DC-4 Crash in Fairbanks

Same with the B-25, no published Vmc. Doubt many made it to 33k flying hours (that DC-4 had been busy).

Yeah exactly. I'd be interested to see what the FAA standards were for civilian transport category aircraft back then. Was it the same 4 segment takeoff/climb system, same terrain/obstacle clearance, same same? I have no idea.
 
That's terrifying.

Tangentially related note, I'm reading this book right now about the introduction of the B-26 Maruader into Army Air Corps service, the lack of any flight test prior to IOC, and a hasty deployment to Europe and Africa shortly thereafter. Which is to say that the certification process that these planes went through, is probably not what we are used to today. I don't think that is super related to this, but in the case of the Marauder, there were tons of examples of overloaded combat configured aircraft losing an engine on takeoff and just being forced to crash......no hope of flying the thing

Started out as the Widow Maker and went on to have one of the safest records of any ww2 bomber (or maybe aircraft?) once proper training was introduced
 
It’s funny when you think these operations are engaged in a daily model today of what was in the 40s the military performing extreme “no fail high risk” mission moving gas to austere places during WWII.

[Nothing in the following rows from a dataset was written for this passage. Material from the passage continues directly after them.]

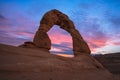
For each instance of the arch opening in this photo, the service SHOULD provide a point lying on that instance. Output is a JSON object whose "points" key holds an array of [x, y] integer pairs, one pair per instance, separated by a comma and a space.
{"points": [[54, 17], [61, 42]]}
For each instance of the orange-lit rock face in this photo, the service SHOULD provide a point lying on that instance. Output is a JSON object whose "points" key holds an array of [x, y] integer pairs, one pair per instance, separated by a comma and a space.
{"points": [[55, 17]]}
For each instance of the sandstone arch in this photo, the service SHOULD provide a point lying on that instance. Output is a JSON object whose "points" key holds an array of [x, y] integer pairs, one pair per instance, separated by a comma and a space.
{"points": [[55, 17]]}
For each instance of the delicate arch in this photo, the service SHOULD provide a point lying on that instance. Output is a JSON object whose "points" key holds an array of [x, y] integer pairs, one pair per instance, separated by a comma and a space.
{"points": [[55, 17]]}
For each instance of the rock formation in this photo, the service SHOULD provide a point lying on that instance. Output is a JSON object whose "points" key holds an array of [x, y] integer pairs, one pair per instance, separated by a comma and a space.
{"points": [[54, 17]]}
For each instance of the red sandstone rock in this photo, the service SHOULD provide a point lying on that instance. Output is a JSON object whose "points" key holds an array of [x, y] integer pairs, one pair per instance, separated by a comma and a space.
{"points": [[55, 17]]}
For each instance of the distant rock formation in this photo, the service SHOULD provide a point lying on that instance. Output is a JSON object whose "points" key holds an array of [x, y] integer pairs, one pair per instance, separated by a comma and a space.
{"points": [[54, 17]]}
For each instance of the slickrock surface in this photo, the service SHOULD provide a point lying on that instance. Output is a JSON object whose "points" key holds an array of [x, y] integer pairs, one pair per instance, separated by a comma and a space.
{"points": [[18, 63]]}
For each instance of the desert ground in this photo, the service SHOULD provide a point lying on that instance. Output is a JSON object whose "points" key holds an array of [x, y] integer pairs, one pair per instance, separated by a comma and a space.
{"points": [[32, 64]]}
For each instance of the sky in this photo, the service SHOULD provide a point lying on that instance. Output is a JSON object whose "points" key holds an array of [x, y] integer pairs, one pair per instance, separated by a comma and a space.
{"points": [[98, 21]]}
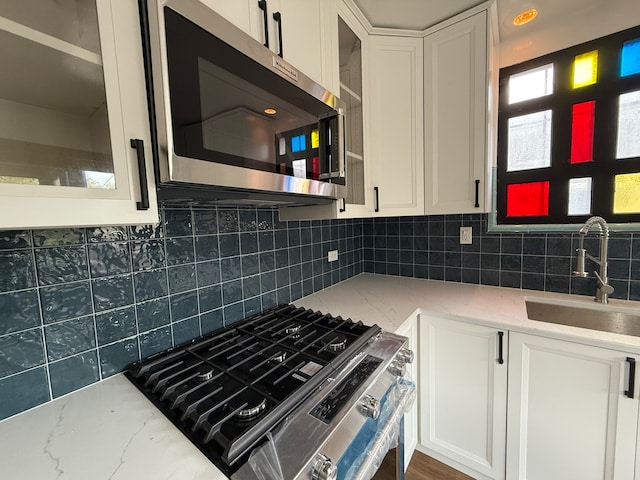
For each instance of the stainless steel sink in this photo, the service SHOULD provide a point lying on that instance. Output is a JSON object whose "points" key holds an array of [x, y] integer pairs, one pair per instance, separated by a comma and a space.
{"points": [[612, 317]]}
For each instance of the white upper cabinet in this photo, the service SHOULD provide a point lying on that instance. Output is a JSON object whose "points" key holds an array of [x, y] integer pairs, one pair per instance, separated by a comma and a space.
{"points": [[571, 414], [395, 124], [455, 115], [72, 110], [293, 29]]}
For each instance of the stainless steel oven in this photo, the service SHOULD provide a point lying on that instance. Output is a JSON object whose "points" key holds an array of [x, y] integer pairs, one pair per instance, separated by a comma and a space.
{"points": [[233, 120]]}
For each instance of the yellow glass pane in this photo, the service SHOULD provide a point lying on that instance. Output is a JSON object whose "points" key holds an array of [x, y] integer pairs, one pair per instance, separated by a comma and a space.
{"points": [[585, 69], [626, 196]]}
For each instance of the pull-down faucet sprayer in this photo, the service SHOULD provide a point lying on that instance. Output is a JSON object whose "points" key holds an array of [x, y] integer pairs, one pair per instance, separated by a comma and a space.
{"points": [[604, 289]]}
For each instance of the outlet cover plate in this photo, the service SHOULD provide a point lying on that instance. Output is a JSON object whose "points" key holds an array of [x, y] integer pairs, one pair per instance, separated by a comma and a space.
{"points": [[466, 235]]}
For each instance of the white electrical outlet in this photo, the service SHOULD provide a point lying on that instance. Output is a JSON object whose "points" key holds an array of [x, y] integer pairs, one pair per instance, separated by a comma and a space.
{"points": [[466, 234]]}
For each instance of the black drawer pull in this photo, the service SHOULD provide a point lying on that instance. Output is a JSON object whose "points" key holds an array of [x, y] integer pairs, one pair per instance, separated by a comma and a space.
{"points": [[377, 200], [632, 377], [143, 204], [500, 353], [262, 5]]}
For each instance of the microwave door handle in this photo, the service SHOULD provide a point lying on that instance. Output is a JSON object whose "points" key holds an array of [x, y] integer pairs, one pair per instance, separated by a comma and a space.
{"points": [[341, 143], [278, 18], [335, 159]]}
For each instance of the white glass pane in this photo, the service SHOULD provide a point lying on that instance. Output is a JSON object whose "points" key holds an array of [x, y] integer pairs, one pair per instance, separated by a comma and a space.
{"points": [[580, 196], [533, 83], [628, 144], [54, 123], [529, 141]]}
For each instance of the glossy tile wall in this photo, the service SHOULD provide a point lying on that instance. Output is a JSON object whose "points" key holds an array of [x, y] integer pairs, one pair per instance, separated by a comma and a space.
{"points": [[429, 247], [78, 305]]}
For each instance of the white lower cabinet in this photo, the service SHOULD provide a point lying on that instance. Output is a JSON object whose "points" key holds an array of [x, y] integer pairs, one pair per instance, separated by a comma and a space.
{"points": [[569, 416], [410, 330], [463, 393]]}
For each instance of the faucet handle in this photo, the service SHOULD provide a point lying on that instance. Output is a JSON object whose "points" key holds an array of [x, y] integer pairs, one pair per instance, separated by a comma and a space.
{"points": [[604, 287], [580, 271]]}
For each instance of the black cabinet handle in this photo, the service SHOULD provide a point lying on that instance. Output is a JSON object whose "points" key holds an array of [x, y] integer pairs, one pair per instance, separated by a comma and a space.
{"points": [[143, 204], [500, 353], [377, 199], [262, 5], [278, 18], [632, 377]]}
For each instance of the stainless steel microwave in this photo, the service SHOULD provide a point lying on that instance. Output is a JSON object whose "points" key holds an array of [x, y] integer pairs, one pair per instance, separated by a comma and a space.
{"points": [[231, 121]]}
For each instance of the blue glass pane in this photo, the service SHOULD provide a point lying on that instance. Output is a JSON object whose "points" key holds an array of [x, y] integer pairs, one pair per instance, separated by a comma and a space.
{"points": [[630, 59], [298, 143]]}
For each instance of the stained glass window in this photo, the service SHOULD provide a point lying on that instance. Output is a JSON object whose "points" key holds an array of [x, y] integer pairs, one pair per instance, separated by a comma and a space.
{"points": [[579, 196], [529, 141], [528, 199], [630, 58], [585, 69], [298, 143], [582, 121], [626, 198], [628, 141], [569, 135], [533, 83]]}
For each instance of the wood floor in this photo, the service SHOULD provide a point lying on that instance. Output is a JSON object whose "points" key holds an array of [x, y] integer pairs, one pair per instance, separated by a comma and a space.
{"points": [[421, 467]]}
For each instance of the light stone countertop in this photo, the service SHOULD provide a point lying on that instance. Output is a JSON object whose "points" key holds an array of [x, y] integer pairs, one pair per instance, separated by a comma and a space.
{"points": [[109, 430], [389, 301]]}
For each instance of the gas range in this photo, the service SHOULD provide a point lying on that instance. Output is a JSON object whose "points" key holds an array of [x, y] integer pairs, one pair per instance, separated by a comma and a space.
{"points": [[280, 394]]}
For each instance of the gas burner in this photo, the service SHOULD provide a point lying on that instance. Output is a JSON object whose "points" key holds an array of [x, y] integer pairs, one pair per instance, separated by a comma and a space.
{"points": [[335, 343], [252, 405], [293, 330], [279, 357], [205, 375]]}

They just didn’t get the memo that the war ended, and continue to operate in that regime. It didn’t stop being a war for them because most of the war was really against the condition and elements. The actual combat risks were just garnish to that kind of operation.
Wars against or for one-particular bastard or another come and go. Historically, while those wars are extremely important, they are usually fleeting.

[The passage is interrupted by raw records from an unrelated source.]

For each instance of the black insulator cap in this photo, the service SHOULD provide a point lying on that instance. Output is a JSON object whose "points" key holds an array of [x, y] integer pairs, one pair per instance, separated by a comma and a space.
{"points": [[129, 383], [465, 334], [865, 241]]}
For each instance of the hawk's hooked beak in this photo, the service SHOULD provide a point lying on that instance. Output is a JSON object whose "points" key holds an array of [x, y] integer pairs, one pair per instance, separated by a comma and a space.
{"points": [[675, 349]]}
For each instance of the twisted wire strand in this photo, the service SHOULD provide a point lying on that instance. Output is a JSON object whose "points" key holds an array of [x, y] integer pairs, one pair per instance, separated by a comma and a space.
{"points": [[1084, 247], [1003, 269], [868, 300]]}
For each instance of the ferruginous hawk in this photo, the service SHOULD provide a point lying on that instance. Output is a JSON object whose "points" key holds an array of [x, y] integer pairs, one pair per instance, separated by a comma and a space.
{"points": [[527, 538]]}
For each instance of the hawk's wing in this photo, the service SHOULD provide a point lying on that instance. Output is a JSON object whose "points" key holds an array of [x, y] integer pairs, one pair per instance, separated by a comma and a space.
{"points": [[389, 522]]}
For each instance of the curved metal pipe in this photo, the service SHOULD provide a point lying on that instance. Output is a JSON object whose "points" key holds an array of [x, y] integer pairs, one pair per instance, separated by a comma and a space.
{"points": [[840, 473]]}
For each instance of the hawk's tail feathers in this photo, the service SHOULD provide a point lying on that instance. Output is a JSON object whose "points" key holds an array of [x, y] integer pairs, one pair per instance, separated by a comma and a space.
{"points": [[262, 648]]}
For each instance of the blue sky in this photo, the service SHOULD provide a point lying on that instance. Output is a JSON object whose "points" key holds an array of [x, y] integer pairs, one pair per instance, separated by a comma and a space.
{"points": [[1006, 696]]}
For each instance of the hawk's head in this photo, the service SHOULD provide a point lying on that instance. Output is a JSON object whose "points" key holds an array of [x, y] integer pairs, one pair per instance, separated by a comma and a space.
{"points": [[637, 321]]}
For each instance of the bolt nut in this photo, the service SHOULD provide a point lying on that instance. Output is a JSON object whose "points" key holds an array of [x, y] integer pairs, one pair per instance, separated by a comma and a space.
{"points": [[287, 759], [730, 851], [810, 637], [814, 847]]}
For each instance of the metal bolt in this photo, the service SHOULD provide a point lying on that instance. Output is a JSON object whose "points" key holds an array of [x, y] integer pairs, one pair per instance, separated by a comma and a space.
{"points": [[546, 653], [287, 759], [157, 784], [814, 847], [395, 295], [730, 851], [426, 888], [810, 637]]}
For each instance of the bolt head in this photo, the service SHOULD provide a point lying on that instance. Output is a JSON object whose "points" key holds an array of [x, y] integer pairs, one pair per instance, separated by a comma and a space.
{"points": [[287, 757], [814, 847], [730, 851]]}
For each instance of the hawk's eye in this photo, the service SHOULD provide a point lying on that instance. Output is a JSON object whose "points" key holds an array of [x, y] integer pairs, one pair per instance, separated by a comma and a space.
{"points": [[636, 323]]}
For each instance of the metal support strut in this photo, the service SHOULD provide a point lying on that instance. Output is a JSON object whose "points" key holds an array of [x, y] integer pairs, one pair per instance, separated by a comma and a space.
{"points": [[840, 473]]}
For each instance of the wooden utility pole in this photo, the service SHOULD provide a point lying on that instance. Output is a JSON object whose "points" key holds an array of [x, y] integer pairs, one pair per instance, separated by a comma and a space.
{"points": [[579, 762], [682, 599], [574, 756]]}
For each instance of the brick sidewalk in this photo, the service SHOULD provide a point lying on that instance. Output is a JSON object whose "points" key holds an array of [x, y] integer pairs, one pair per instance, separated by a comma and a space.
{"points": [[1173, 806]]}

The struggle against the elements, the struggle against nature, entropy, and the will to bring comfort to a harsh frontier will persist for as long as humans value trying to improve their conditions. Indeed, I'd hardly call us humans if we didn't value those efforts.

I imagine in 100 years there will be some poor bastard driving a clapped-out Soyuz Capsule to bring rocket fuel to the camp on Triton just as the Falls of Clyde was hauling oil under sail to Hawaii (and then Alaska) over 100 years ago.